Надлежащим образом заперев за собой дверь, темноволосая девушка со светло-серыми глазами села на крышку унитаза – и тут ей показалось, будто она катится в пропасть, оказавшуюся много глубже той, в которую она провалилась в лесу. Только в этот раз ее вряд ли кто смог бы вытащить оттуда.
Она выключила свет – и осталась наедине с собой. Чтобы подбодрить себя, она снова замурлыкала: «Зеленая мышка / Бежала по травке…» – но в душе у нее было пусто. Она чувствовала себя совершенно потерянной в каком-то огромном мире. Она чувствовала себя совсем маленькой – крохотной, как муравей.
Муравей несется вскачь, изо всех сил шуруя шестью своими лапками, так, что ветер гнет назад его усики. Подбородком он задевает мох и лишайники.
Он без устали петляет меж коготков, фиалок и лютиков, но охотник и не думает отставать. Огромный еж, сплошь утыканный острыми иголками, упорно гонится за ним, распространяя кругом жуткий мускусный смрад. Земля содрогается под каждым его шагом. На иглах у него кое-где все еще торчат ошметки вражьей плоти, а будь у муравья время рассмотреть ежа поближе, он не преминул бы заметить, как по его длинным колючкам ползает вверх-вниз целый рой блох.
Старый рыжий муравей спрыгивает с откоса в надежде уйти от погони.
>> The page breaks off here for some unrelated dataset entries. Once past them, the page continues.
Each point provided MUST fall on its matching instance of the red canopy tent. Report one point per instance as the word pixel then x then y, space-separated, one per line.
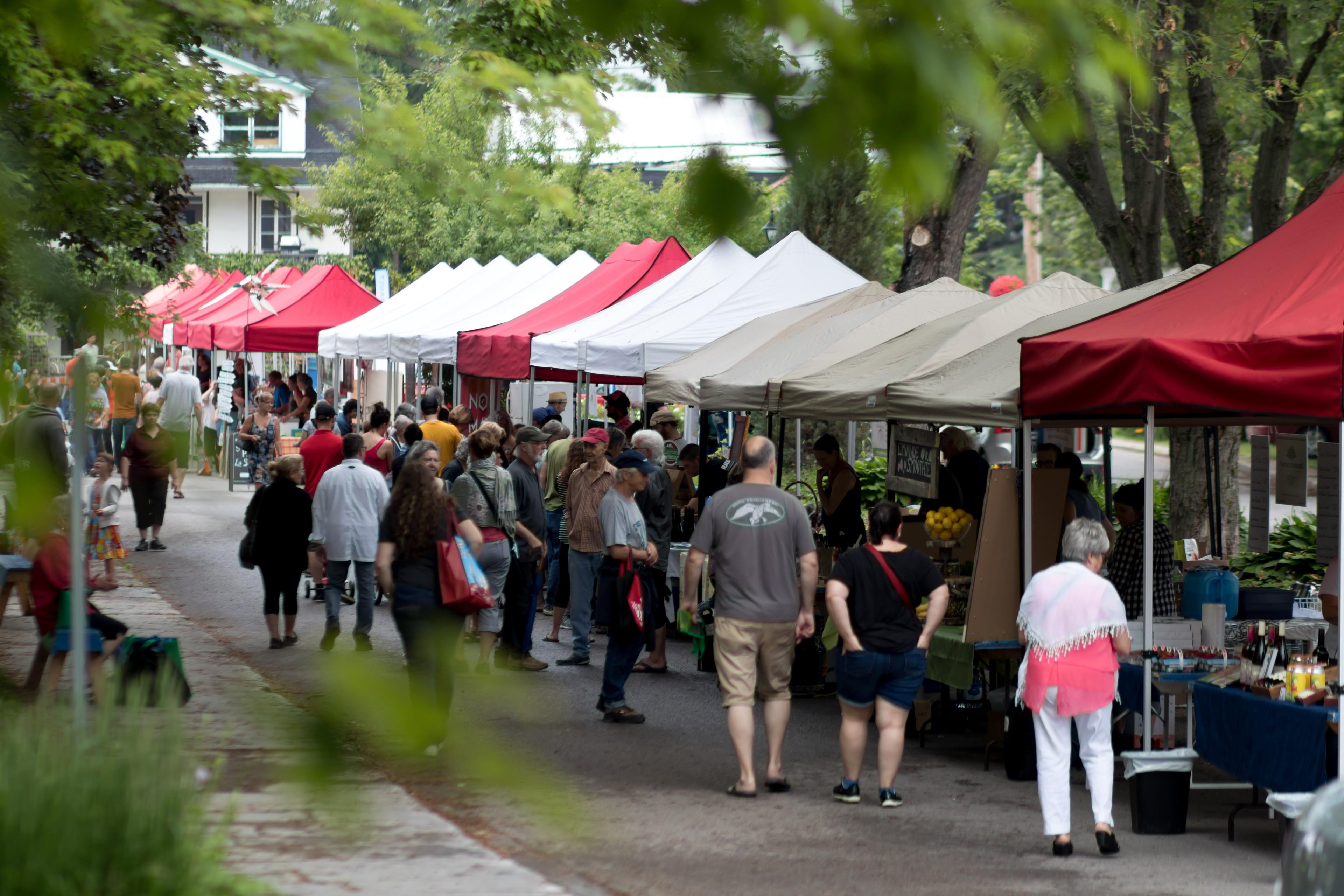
pixel 200 331
pixel 186 303
pixel 1259 336
pixel 324 298
pixel 506 351
pixel 158 299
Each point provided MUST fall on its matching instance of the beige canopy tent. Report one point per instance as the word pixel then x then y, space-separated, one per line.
pixel 680 381
pixel 755 382
pixel 980 389
pixel 854 389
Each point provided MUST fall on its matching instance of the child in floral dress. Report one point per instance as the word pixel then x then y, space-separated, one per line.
pixel 103 537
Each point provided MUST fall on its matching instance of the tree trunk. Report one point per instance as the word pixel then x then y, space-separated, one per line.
pixel 1199 237
pixel 1189 500
pixel 1283 100
pixel 936 242
pixel 1131 233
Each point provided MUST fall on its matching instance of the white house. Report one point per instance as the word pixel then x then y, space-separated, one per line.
pixel 236 217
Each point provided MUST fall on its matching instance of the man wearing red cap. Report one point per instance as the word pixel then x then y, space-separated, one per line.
pixel 588 487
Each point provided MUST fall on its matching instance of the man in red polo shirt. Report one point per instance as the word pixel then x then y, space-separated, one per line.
pixel 320 450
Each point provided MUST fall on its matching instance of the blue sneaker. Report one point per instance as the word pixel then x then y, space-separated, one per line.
pixel 846 794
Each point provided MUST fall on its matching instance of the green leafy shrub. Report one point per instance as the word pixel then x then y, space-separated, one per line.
pixel 1291 556
pixel 873 481
pixel 112 813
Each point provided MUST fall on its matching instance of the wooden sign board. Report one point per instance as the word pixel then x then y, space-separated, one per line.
pixel 913 461
pixel 996 582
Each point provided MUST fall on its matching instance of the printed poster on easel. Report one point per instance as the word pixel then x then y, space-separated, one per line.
pixel 1327 500
pixel 1291 469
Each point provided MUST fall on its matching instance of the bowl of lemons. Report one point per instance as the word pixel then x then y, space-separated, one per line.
pixel 948 528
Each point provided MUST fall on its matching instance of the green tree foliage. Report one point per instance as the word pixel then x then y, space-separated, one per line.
pixel 834 205
pixel 479 182
pixel 894 73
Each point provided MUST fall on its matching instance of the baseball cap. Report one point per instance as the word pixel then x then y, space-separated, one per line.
pixel 597 436
pixel 634 460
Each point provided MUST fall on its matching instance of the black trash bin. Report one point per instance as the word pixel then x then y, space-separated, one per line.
pixel 1159 803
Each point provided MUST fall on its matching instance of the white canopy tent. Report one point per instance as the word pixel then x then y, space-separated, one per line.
pixel 680 381
pixel 854 389
pixel 437 280
pixel 413 319
pixel 439 344
pixel 755 382
pixel 560 350
pixel 980 389
pixel 791 273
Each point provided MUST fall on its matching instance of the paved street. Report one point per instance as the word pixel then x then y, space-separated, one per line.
pixel 647 812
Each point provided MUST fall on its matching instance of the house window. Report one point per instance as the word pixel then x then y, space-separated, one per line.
pixel 194 213
pixel 276 222
pixel 252 131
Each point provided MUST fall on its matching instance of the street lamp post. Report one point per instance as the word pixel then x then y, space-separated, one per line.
pixel 771 230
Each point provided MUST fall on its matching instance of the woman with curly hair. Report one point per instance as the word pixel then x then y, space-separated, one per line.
pixel 408 570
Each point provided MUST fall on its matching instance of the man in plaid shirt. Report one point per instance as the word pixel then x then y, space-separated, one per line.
pixel 1126 566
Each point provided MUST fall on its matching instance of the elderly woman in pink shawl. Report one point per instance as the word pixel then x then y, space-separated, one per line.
pixel 1073 624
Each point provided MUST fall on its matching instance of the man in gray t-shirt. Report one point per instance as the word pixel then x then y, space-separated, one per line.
pixel 763 608
pixel 624 540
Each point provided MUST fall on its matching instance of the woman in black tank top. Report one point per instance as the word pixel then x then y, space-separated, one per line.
pixel 842 500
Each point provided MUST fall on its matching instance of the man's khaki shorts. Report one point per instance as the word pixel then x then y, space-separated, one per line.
pixel 753 657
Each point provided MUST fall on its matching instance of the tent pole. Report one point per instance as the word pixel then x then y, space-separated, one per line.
pixel 1340 554
pixel 530 397
pixel 1026 503
pixel 1148 580
pixel 1217 498
pixel 798 449
pixel 78 621
pixel 1105 468
pixel 1209 492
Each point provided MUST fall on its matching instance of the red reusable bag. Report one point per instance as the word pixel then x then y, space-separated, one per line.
pixel 455 583
pixel 635 597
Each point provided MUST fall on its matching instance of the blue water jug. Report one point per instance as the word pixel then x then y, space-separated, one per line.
pixel 1209 586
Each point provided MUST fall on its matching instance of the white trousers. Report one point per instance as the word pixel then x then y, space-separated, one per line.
pixel 1053 754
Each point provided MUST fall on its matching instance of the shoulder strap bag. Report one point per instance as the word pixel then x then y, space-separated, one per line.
pixel 462 582
pixel 891 577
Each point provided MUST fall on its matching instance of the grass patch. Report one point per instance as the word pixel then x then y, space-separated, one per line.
pixel 115 812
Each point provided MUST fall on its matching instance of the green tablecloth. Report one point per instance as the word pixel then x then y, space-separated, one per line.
pixel 951 662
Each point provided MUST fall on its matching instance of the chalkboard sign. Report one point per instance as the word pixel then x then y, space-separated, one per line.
pixel 913 461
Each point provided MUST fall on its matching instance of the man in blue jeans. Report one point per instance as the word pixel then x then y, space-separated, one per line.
pixel 587 488
pixel 624 539
pixel 347 507
pixel 557 452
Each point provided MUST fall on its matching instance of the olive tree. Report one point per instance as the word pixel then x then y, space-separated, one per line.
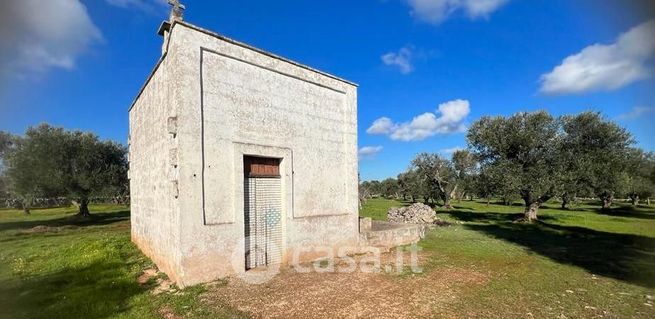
pixel 465 166
pixel 439 173
pixel 640 170
pixel 525 145
pixel 51 161
pixel 595 155
pixel 32 164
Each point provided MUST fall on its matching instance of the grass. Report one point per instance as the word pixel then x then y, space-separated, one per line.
pixel 573 263
pixel 81 268
pixel 577 263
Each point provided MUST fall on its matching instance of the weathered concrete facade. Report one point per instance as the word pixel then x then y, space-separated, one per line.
pixel 211 101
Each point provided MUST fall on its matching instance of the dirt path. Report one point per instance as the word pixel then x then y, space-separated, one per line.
pixel 347 295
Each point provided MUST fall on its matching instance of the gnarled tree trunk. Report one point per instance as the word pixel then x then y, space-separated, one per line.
pixel 607 201
pixel 531 210
pixel 84 207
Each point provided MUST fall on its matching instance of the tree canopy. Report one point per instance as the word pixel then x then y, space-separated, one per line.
pixel 51 161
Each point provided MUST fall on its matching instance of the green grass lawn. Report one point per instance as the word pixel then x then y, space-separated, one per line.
pixel 86 268
pixel 576 263
pixel 573 263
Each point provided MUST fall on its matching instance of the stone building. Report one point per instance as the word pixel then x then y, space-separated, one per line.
pixel 238 157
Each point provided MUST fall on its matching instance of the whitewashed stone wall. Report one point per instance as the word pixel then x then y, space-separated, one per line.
pixel 231 100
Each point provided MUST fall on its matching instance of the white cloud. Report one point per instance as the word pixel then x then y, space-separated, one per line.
pixel 149 6
pixel 382 125
pixel 450 151
pixel 437 11
pixel 605 66
pixel 369 151
pixel 401 59
pixel 39 35
pixel 636 112
pixel 450 119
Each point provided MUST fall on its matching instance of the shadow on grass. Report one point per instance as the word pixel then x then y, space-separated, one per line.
pixel 99 290
pixel 625 211
pixel 469 215
pixel 625 257
pixel 72 220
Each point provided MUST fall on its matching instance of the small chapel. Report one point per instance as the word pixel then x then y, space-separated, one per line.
pixel 238 156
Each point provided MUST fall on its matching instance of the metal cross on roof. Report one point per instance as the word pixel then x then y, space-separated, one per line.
pixel 177 10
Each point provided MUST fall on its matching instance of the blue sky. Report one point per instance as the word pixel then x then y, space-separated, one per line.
pixel 430 67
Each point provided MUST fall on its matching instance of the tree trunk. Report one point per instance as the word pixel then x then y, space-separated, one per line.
pixel 565 201
pixel 531 211
pixel 607 202
pixel 26 207
pixel 84 207
pixel 446 203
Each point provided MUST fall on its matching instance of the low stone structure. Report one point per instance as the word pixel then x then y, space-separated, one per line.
pixel 386 235
pixel 415 214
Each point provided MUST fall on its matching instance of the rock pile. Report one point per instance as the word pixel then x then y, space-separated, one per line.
pixel 415 214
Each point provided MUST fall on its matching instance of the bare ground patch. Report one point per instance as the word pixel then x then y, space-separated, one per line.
pixel 347 295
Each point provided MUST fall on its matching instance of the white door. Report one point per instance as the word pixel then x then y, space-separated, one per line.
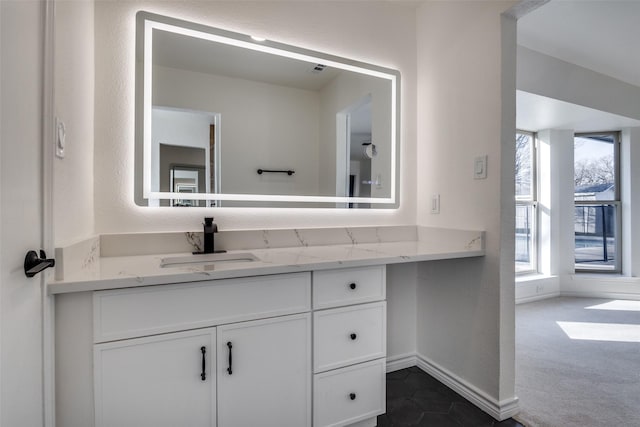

Однако еж не сбавляет скорости. Иголки защищают его, смягчая падение. Он сворачивается клубком, чтобы ловчее проделывать кульбиты, и снова встает на все четыре лапы.
Старый рыжий муравей прибавляет ходу. И вдруг видит прямо перед собой что-то вроде гладкого белого туннеля. Он не сразу смекает, что это такое. Вход в туннель достаточно просторен для муравья. Что же это может быть? Для норки сверчка или кузнечика слишком широко. Может, это кротовая или паучья нора?
Усики у него были сильно отогнуты назад, и учуять, что там, впереди, он не мог. Пришлось положиться на зрение, хотя с его помощью он различает предметы только на близком расстоянии. Ну вот, так и есть, теперь он все видит. Белый туннель никакая не нора. А разверзшаяся пасть… змеи!
Сзади – еж, спереди – змея. Определенно, этот мир не создан для одиночек. Старый рыжий муравей видит только одно спасение: зацепиться за травинку и по ней уползти. Вот уже вытянутая морда ежа оказывается перед пастью ползучей твари.
У ежа только остается время отпрянуть и впиться зубами в змеиную шею. Тут змея мгновенно обвивается вокруг него. Она не любит, когда ей в глотку забирается что-то большое.
Между тем ошеломленный старый рыжий муравей наблюдает с ветки за схваткой двух хищников.
Длинная холодная труба против теплого колючего шарика. В желтых, с узеньким разрезом глазах гадюки нет ни страха, ни ненависти – одна лишь целеустремленность. Она старается точно нацелиться своей смертоносной пастью. А еж напуган. Он вскидывается на дыбы и нападает, пытаясь пронзить брюхо ползучей твари своими острыми иголками. Зверек необычайно проворен. Когтистыми лапками он раздирает змеиную чешую, которую не может проткнуть колючками. Но змея обвивается вокруг него плетью и затягивается все крепче. Гадючья пасть, клацнув, раскрывается, обнажая пару ядовитых зубов, источающих смертоносную жидкость. Ежам не страшны змеиные укусы – они оказываются смертельными для них, только если змее удается вцепиться зубами в узкий, тонкокожий кончик их мордочки.